LSS: Filling a Vacuum

Sneha Krishnan, LSS 2007, Chennai


I didn't realize how much the Liberty and Society seminar had actually touched me until I returned to college on the Monday after four days of economics, politics, policy making and debate. I walked into my first class and found that I had to copy stuff off the board. And no, no questions asked, none of the LSS encyclopedic input and none of the debate. We were fed and we ate like happy horses. I began to desperately miss the "why did this happen" analysis which is what LSS is about.

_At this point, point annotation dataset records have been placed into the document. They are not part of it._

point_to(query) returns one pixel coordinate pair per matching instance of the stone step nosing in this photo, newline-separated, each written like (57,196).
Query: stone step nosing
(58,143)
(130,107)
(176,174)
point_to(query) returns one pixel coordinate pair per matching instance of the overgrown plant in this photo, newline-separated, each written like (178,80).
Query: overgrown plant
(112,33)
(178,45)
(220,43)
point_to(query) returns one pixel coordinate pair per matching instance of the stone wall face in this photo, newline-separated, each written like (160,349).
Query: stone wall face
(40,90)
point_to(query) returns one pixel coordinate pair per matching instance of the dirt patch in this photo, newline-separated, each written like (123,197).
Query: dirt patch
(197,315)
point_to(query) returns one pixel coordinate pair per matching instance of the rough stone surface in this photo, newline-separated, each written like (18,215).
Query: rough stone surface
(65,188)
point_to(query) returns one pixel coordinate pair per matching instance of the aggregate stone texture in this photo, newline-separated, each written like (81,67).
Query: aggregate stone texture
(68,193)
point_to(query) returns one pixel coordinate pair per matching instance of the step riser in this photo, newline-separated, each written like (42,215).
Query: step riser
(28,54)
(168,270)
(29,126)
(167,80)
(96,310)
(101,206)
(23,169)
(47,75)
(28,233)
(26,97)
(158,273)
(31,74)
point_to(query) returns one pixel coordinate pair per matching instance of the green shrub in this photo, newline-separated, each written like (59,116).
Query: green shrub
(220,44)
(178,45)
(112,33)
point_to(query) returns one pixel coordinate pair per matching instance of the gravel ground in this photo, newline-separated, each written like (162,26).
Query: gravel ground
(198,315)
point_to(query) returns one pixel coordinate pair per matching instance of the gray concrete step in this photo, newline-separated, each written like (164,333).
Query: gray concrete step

The reason that LSS is so successful I think, is that it fills the vacuum that college education (at least in the arts and sciences) creates. It makes you think and answer questions that you habitually stop asking in the torpor of daily college life. As a student of history, I am beginning to see things in a clearer light and perhaps, contrary to what I thought, I will actually be able to act on some of the principles I have learned at LSS or maybe even do something about the dismal state of school education sometime in the future. Also, for the much closed up person that I always thought I was, I was surprised by the fun I had, sharing a dorm room with five other girls and eating in a noisy mess with everybody else. In fact I was happy also to see that people didn't form the kind of cliques that form in college in less than a day. I don't think I had more than two meals with the same person. I learned a lot from these people (some of whom were scarily intelligent) and now I know students from all over the country, practically.

Like they say at Mc Donald's, I'm lovin' it.